Une foule immense, venue d'horizons divers, s'est rassemblée, ce jeudi à Seddouk, à 65 km au sud-ouest de Bejaia, pour y commémorer le 150eme anniversaire de l'insurrection de Cheikh Belhaddad, une étape glorieuse dans le cheminement de la reconquête de l'indépendance nationale, a-t-on constaté.
La cérémonie a été rehaussée par la présence de Aissa Belakhdar, conseiller du président de la République, chargé des Zaouïas et associations religieuses et de nombreuses personnalités religieuses dont des représentants du Haut conseil islamique.
Levée des couleurs, Hymne national, dépôts de gerbes de fleurs et lecture de la Fatiha ont ponctué la célébration de l'évènement, chevillé autour du recueillement et du souvenir. L'occasion a été opportune autant pour les organisateurs que pour les convives de rappeler la portée de l'insurrection de 1871 dans le combat libérateur, et l'engagement de cheikh Belhaddad et ses enfants, El-Aziz et M'hamed dans sa conduite à la fois sur le plan spirituel que celui de la résistance armée.
D'aucuns ont rappelé à l'occasion comment cheikh Aheddad, comme se plait-t-o n à l'appeler dans toute la Kabylie, a fait jaillir la flamme de la révolte et du combat, à un âge pourtant avancé et de la nourrir deux ans durant sans interruption et avec beaucoup de succès. C'était un samedi, un jour de marché lorsque, ce moqadem de la tarika Errahmania, est descendu des collines de Seddouk Oufella vers le chef lieu de Seddouk, et a fait une irruption au marché pour y haranguer la foule et appeler à prendre les armes.

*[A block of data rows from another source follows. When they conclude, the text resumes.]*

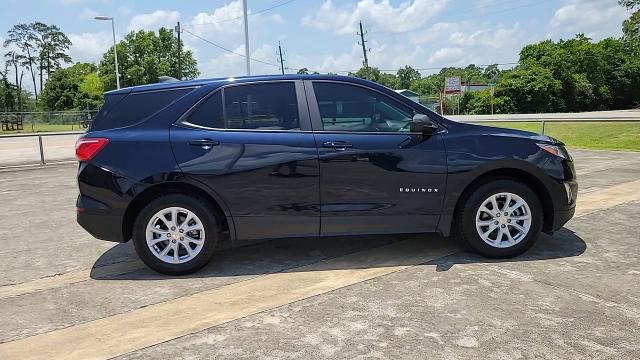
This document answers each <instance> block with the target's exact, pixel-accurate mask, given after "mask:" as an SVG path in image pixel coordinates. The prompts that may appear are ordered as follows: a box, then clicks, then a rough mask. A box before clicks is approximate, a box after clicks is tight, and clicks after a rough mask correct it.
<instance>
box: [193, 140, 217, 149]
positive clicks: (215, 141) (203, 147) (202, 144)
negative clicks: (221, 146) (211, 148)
mask: <svg viewBox="0 0 640 360" xmlns="http://www.w3.org/2000/svg"><path fill="white" fill-rule="evenodd" d="M189 145H191V146H200V147H201V148H203V149H204V150H209V149H211V148H212V147H214V146H218V145H220V141H218V140H213V139H194V140H191V141H189Z"/></svg>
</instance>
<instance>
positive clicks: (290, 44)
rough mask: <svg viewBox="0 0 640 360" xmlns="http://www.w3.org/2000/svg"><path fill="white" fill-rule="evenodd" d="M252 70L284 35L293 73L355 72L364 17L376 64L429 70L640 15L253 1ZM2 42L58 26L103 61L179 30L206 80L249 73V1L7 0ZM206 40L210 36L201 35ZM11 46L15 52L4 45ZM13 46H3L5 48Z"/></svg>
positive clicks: (540, 7) (446, 65)
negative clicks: (121, 43) (112, 38)
mask: <svg viewBox="0 0 640 360" xmlns="http://www.w3.org/2000/svg"><path fill="white" fill-rule="evenodd" d="M247 1H248V9H249V33H250V41H249V44H250V52H251V56H250V57H251V58H252V59H255V61H252V62H251V70H252V74H274V73H278V72H279V71H280V70H279V66H278V56H277V49H278V42H280V43H281V44H282V48H283V50H284V58H285V67H288V69H287V70H286V72H295V71H296V70H297V69H299V68H303V67H306V68H308V69H309V70H311V71H319V72H337V73H345V72H348V71H355V70H357V69H358V68H360V67H361V66H362V47H361V46H360V45H359V44H358V41H359V36H358V35H357V32H358V31H359V29H358V25H359V22H360V21H362V24H363V26H364V30H365V33H366V35H365V40H366V41H367V42H366V47H367V48H368V49H370V50H369V53H368V58H369V65H370V66H375V67H378V68H380V69H382V70H386V71H389V72H391V71H393V72H395V70H396V69H398V68H400V67H402V66H404V65H410V66H412V67H414V68H417V69H421V70H420V71H421V72H422V73H423V74H425V75H426V74H429V73H434V72H437V71H439V68H441V67H446V66H466V65H467V64H469V63H474V64H478V65H486V64H493V63H500V64H506V65H504V67H512V66H513V65H510V64H509V63H513V62H517V60H518V53H519V51H520V49H521V48H522V46H524V45H526V44H530V43H534V42H538V41H541V40H544V39H553V40H558V39H561V38H562V39H567V38H571V37H573V36H574V35H575V34H576V33H585V34H586V35H587V36H589V37H591V38H593V39H595V40H599V39H602V38H606V37H609V36H614V37H618V36H620V35H621V22H622V21H623V20H624V19H626V18H628V17H629V15H630V13H629V12H628V11H627V10H626V9H624V8H623V7H621V6H619V5H618V4H617V1H616V0H476V1H470V0H399V1H396V0H288V1H287V0H247ZM0 3H1V4H2V9H3V11H2V12H0V41H2V40H4V38H5V37H6V31H7V30H9V29H10V28H11V26H13V24H16V23H21V22H25V23H29V22H33V21H41V22H44V23H48V24H56V25H58V26H59V27H60V28H61V29H62V30H63V31H64V32H65V33H66V34H67V35H68V36H69V38H70V39H71V41H72V42H73V45H72V47H71V50H70V55H71V56H72V58H73V60H74V61H76V62H77V61H83V62H94V63H97V62H99V60H100V58H101V57H102V54H103V53H104V52H105V51H106V50H107V49H108V48H109V47H110V46H112V45H113V40H112V32H111V24H110V23H109V22H107V21H97V20H93V17H94V16H96V15H107V16H112V17H114V18H115V27H116V38H117V39H122V38H123V37H124V35H126V34H127V33H128V32H129V31H132V30H141V29H145V30H157V29H158V28H159V27H161V26H165V27H174V26H175V25H176V22H177V21H180V22H181V24H182V26H183V29H184V32H183V33H182V37H183V41H184V44H185V47H186V48H188V49H190V50H192V51H193V53H194V55H195V57H196V59H197V60H198V67H199V70H200V72H201V75H200V77H203V78H204V77H226V76H239V75H244V74H245V59H244V58H243V57H241V56H238V55H236V54H233V53H230V52H226V51H224V50H221V49H220V48H218V47H215V46H214V45H212V44H210V43H208V42H205V41H204V40H202V39H201V38H203V39H206V40H208V41H209V42H212V43H215V44H217V45H219V46H221V47H224V48H226V49H229V50H231V51H233V52H235V53H238V54H244V33H243V22H242V0H235V1H230V0H207V1H203V0H201V1H196V0H172V1H167V0H156V1H126V0H123V1H118V0H39V1H35V0H0ZM198 37H200V38H198ZM4 51H6V49H4ZM4 51H3V52H4Z"/></svg>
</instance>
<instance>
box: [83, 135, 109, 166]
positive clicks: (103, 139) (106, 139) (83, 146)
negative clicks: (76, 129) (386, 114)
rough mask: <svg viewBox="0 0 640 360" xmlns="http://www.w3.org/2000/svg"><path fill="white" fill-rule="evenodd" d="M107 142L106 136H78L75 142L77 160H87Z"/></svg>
mask: <svg viewBox="0 0 640 360" xmlns="http://www.w3.org/2000/svg"><path fill="white" fill-rule="evenodd" d="M108 143H109V139H106V138H80V139H78V141H77V142H76V157H77V158H78V160H79V161H89V160H91V159H92V158H93V157H94V156H96V154H98V153H99V152H100V150H102V149H103V148H104V147H105V146H107V144H108Z"/></svg>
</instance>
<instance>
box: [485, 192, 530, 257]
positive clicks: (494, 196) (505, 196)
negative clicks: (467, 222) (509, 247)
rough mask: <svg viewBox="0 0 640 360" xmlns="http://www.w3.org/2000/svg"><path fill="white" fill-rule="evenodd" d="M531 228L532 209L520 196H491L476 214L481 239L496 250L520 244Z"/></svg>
mask: <svg viewBox="0 0 640 360" xmlns="http://www.w3.org/2000/svg"><path fill="white" fill-rule="evenodd" d="M530 228H531V209H530V208H529V204H527V202H526V201H525V200H524V199H523V198H521V197H520V196H518V195H516V194H513V193H509V192H502V193H497V194H493V195H491V196H489V197H488V198H487V199H486V200H484V201H483V202H482V204H481V205H480V208H479V209H478V211H477V213H476V230H477V231H478V235H480V238H481V239H482V240H483V241H484V242H485V243H487V244H489V245H491V246H493V247H496V248H509V247H512V246H515V245H516V244H518V243H520V242H521V241H522V240H524V238H525V237H526V236H527V234H528V233H529V229H530Z"/></svg>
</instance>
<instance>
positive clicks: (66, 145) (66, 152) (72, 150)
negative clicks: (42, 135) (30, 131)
mask: <svg viewBox="0 0 640 360" xmlns="http://www.w3.org/2000/svg"><path fill="white" fill-rule="evenodd" d="M79 136H80V135H78V134H72V135H59V136H43V137H42V147H43V149H44V157H45V161H46V162H57V161H62V160H73V159H75V143H76V140H77V139H78V137H79ZM38 163H40V147H39V144H38V137H37V136H32V137H20V138H11V137H10V138H5V137H2V136H0V167H3V166H11V165H25V164H38Z"/></svg>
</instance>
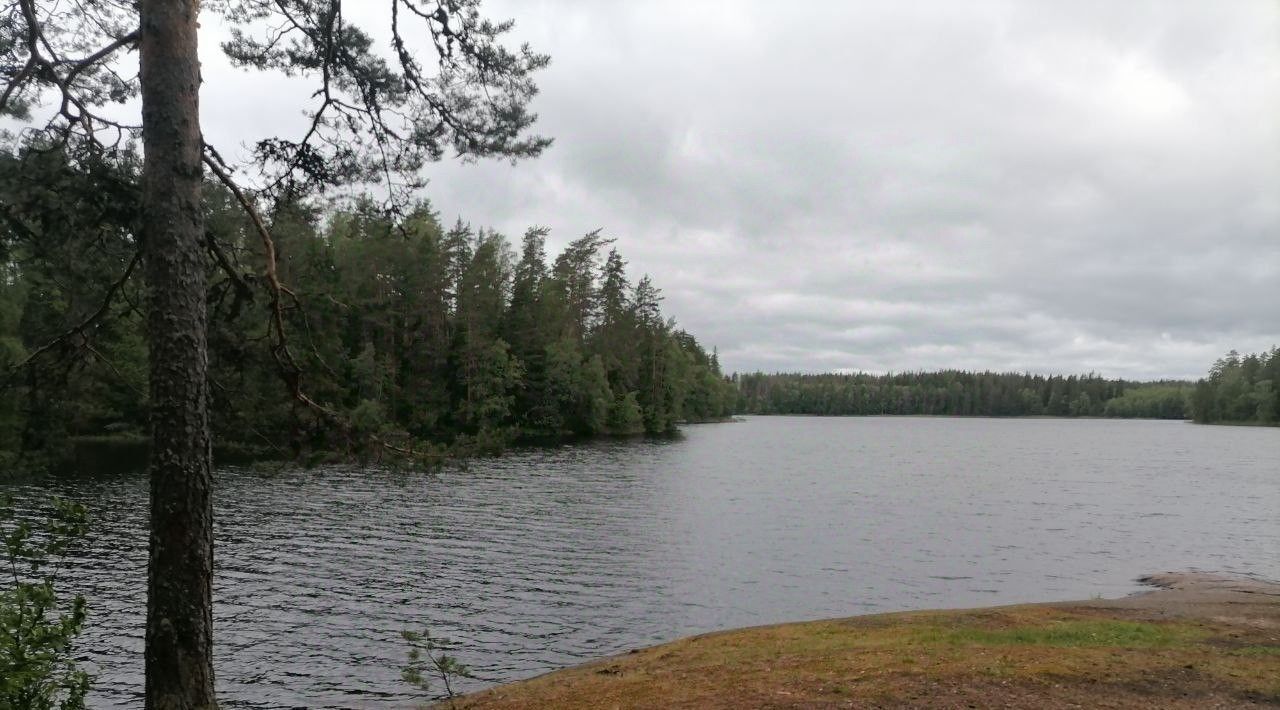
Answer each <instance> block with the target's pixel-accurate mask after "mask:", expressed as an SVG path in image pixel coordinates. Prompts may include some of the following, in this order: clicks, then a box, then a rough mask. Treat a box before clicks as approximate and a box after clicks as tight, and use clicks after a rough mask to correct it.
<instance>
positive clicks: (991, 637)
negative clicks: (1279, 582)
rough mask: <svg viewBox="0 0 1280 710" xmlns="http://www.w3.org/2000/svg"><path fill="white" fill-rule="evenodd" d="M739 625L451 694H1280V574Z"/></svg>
mask: <svg viewBox="0 0 1280 710" xmlns="http://www.w3.org/2000/svg"><path fill="white" fill-rule="evenodd" d="M1142 581H1143V582H1146V583H1148V585H1151V586H1152V587H1153V590H1152V591H1147V592H1142V594H1137V595H1133V596H1128V597H1124V599H1114V600H1103V599H1092V600H1082V601H1060V603H1047V604H1028V605H1018V606H997V608H989V609H970V610H941V611H909V613H897V614H877V615H868V617H851V618H847V619H829V620H819V622H801V623H792V624H778V626H769V627H758V628H746V629H733V631H726V632H718V633H709V635H703V636H694V637H690V638H682V640H680V641H675V642H671V643H664V645H660V646H654V647H650V649H641V650H636V651H631V652H628V654H625V655H621V656H614V658H611V659H604V660H600V661H595V663H589V664H585V665H581V667H576V668H570V669H566V670H559V672H554V673H549V674H545V675H540V677H538V678H532V679H529V681H522V682H518V683H511V684H506V686H498V687H495V688H490V690H488V691H484V692H480V693H475V695H471V696H465V697H460V698H454V700H452V701H447V702H444V704H440V705H439V706H440V707H451V706H452V707H457V709H498V707H503V709H508V707H556V709H566V710H571V709H612V707H618V709H628V707H646V709H649V707H652V709H677V707H685V709H704V707H708V709H714V707H724V709H728V707H778V709H781V707H1019V709H1021V707H1025V709H1057V707H1187V709H1190V707H1197V709H1198V707H1280V583H1276V582H1271V581H1265V580H1256V578H1248V577H1238V576H1225V574H1207V573H1164V574H1152V576H1148V577H1144V578H1143V580H1142Z"/></svg>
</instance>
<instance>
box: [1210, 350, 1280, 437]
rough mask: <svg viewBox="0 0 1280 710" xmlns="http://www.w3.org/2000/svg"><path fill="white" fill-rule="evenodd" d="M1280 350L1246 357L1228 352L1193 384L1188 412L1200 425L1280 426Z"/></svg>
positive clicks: (1260, 353)
mask: <svg viewBox="0 0 1280 710" xmlns="http://www.w3.org/2000/svg"><path fill="white" fill-rule="evenodd" d="M1277 389H1280V348H1271V352H1268V353H1267V352H1263V353H1258V354H1247V356H1244V357H1240V353H1238V352H1235V351H1231V352H1230V353H1228V354H1226V357H1224V358H1220V359H1219V361H1217V362H1215V363H1213V367H1211V368H1210V371H1208V377H1206V379H1203V380H1201V381H1198V383H1196V390H1194V393H1193V394H1192V412H1193V414H1194V418H1196V421H1198V422H1204V423H1213V422H1234V423H1263V425H1277V423H1280V395H1277Z"/></svg>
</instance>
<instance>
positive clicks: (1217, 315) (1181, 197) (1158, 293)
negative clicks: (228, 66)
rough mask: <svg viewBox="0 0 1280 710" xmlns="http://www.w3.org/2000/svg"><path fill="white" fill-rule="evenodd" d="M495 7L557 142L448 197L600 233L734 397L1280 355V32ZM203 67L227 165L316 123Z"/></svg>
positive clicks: (1278, 14) (497, 171) (1077, 16)
mask: <svg viewBox="0 0 1280 710" xmlns="http://www.w3.org/2000/svg"><path fill="white" fill-rule="evenodd" d="M351 5H352V6H358V5H357V4H356V3H351ZM360 5H362V3H361V4H360ZM486 8H488V14H490V15H494V17H512V18H515V19H516V20H517V31H516V36H517V37H518V38H521V40H527V41H530V42H531V43H532V45H534V47H535V49H538V50H540V51H545V52H548V54H550V55H552V58H553V63H552V67H550V68H549V69H548V70H547V72H544V73H543V75H541V78H540V82H539V83H540V87H541V95H540V96H539V99H538V101H536V104H535V109H536V111H538V113H539V114H540V116H541V120H540V124H539V125H540V132H543V133H545V134H549V136H553V137H554V138H556V145H554V146H553V147H552V148H550V150H549V151H548V152H547V154H545V155H544V156H543V157H541V159H539V160H535V161H529V162H522V164H518V165H516V166H511V165H509V164H506V162H485V164H479V165H461V164H457V162H442V164H438V165H434V166H431V168H430V171H429V177H430V179H431V184H430V188H429V197H430V198H431V201H433V202H434V203H435V206H436V207H438V209H439V210H440V212H442V215H443V217H444V219H445V220H447V221H452V220H453V219H454V217H456V216H462V217H463V219H466V220H468V221H471V223H474V224H476V225H489V226H494V228H497V229H499V230H500V232H504V233H506V234H508V235H509V237H512V239H518V237H520V234H521V233H522V232H524V230H525V228H526V226H530V225H547V226H550V228H552V230H553V237H552V242H553V243H552V247H553V248H557V247H558V246H561V244H563V243H564V242H567V241H568V239H572V238H575V237H577V235H580V234H582V233H585V232H588V230H590V229H595V228H603V229H604V232H605V233H607V234H609V235H613V237H616V238H617V246H618V249H620V251H621V252H622V255H623V256H625V257H626V258H627V260H628V264H630V266H628V270H630V274H631V276H632V279H636V278H639V276H640V275H641V274H644V272H649V274H652V275H653V278H654V280H655V283H657V284H658V285H659V287H660V288H662V289H663V292H664V294H666V302H664V311H666V312H667V313H668V315H669V316H673V317H676V319H677V321H678V322H680V324H681V325H682V326H684V327H686V329H687V330H690V331H691V333H694V334H695V335H696V336H698V338H699V339H700V340H701V342H703V343H704V344H705V345H708V347H712V345H716V347H718V348H719V353H721V359H722V362H723V363H724V366H726V368H727V370H731V371H732V370H737V371H746V370H765V371H776V370H783V371H824V370H865V371H887V370H895V371H901V370H932V368H941V367H960V368H992V370H1015V371H1028V370H1029V371H1036V372H1088V371H1096V372H1100V374H1103V375H1107V376H1124V377H1138V379H1148V377H1193V376H1201V375H1202V374H1203V372H1204V371H1206V368H1207V367H1208V365H1210V363H1211V362H1212V361H1213V359H1215V358H1216V357H1219V356H1221V354H1222V353H1224V352H1225V351H1228V349H1230V348H1238V349H1240V351H1258V349H1262V348H1268V347H1271V345H1272V344H1280V298H1277V297H1280V3H1275V1H1272V0H1257V1H1248V0H1204V1H1199V3H1175V1H1169V0H1157V1H1151V3H1142V1H1125V3H1115V1H1100V3H1080V1H1073V3H1060V1H1052V3H1051V1H1046V3H1028V1H965V3H955V1H950V0H946V1H941V0H940V1H934V3H899V1H884V3H846V1H828V3H819V1H809V3H804V1H797V3H781V4H780V3H764V1H749V0H733V1H718V3H717V1H695V0H678V1H646V3H602V1H588V0H539V1H531V0H520V1H516V0H507V1H493V0H490V1H489V3H486ZM210 20H212V22H216V19H215V18H210ZM206 29H207V31H209V32H210V33H211V32H215V31H216V27H210V28H206ZM202 54H204V55H205V65H206V68H205V77H206V83H205V88H204V93H202V101H204V125H205V133H206V136H207V137H209V138H210V139H211V141H214V142H215V143H218V145H221V146H228V145H230V146H234V145H236V143H239V142H248V141H253V139H256V138H259V137H261V136H264V134H268V133H271V132H275V133H282V132H288V130H291V129H293V128H296V127H297V125H298V109H300V106H301V104H300V102H301V101H302V100H303V99H305V95H306V92H305V90H303V88H302V87H301V86H298V87H289V86H287V84H284V83H282V82H283V79H282V81H269V79H262V78H261V77H260V75H257V77H255V75H253V74H244V73H239V72H236V70H233V69H229V68H227V67H225V64H224V63H223V61H221V60H220V58H219V56H218V51H216V46H215V45H214V42H212V41H206V42H205V46H204V49H202ZM233 152H234V151H233Z"/></svg>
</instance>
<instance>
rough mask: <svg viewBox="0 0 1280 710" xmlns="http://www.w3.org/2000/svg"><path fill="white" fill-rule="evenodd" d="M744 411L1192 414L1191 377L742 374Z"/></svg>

"Avec la volonté de Dieu nous jetterons les colonisateurs à la mer comme je jette, en ce moment, ma canne à terre", s'est-t-il exclamé en joignant le geste au verbe, jusqu'à casser son manche, suscitant enthousiasme autant dans la vallée de la Soummam que dans tout le reste du pays jusqu'aux portes du Sahara, notamment M'sila et Ouargla. En l'espace d'une semaine, l'écho de son appel a été entendu partout. Et des milliers de personnes l'ont suivi dans son entreprise, il est vaillamment et ardemment soutenu par une autre figure de proue de cette révolte, qui n'est autre que cheikh El Mokrani. A eux deux, ils ont écrit, une glorieuse page d'histoire qui pour beaucoup passe encore pour une épopée, selon les historiens. Né en 1790, à Seddouk Oufella, Cheikh Ahaddad, ne s'était pas prédestiné à un tel destin surtout de stratège militaire. Il a fait l'école coraniqu e et a toute sa vie fait figure d'un homme porté sur la religion et la spiritualité, finissant comme moqadam de la tarika Errahmania.
Il a surtout enseigné le Coran, semant la bonne parole et dirigeant la prière au village. Il était souvent reclus, dans son refuge, appelé "Takhalouith", où il méditait et réfléchissais au sort du pays et de ses compatriotes jusqu'à sortir de ses gonds et à se résoudre, à faire face aux colonisateurs. Fait prisonnier et condamné à 05 ans de prison, en 1873, il y mourra au bout de cinq jours de détention, à l'âge de 83 ans à Constantine, où il fut incarcéré et enterré dans un cimetière de la ville. Avant de rendre l'âme, il fait le vœu de se faire inhumer à Seddouk, mais il n'a pas été exaucé. Et ce n'est qu'en 2009, que ses ossements ainsi que ceux de son fils El-Aziz ont été rapatriés dans son village natal et enterrés dans un mausolée qui lui a été expressément dédié. Il y repose lui et son fils à cote d'une troisième tombe, resté vide, celle de son second enfant M'hamed, déporté en Calédonie et dont les traces ont disparu. L'occasion a été saisie opportunément pour leur rendre visite et hommage. Les convives ont visité chaque recoin du village, passant en revue sa maison, son refuge, son école coranique et la mosquée qu'il lui a même construite à l'époque de son bel âge. Chacun s'en est recueilli et pris de s'en ressourcer. "L'homme était béni de Dieu", a commenté un membre du HCI.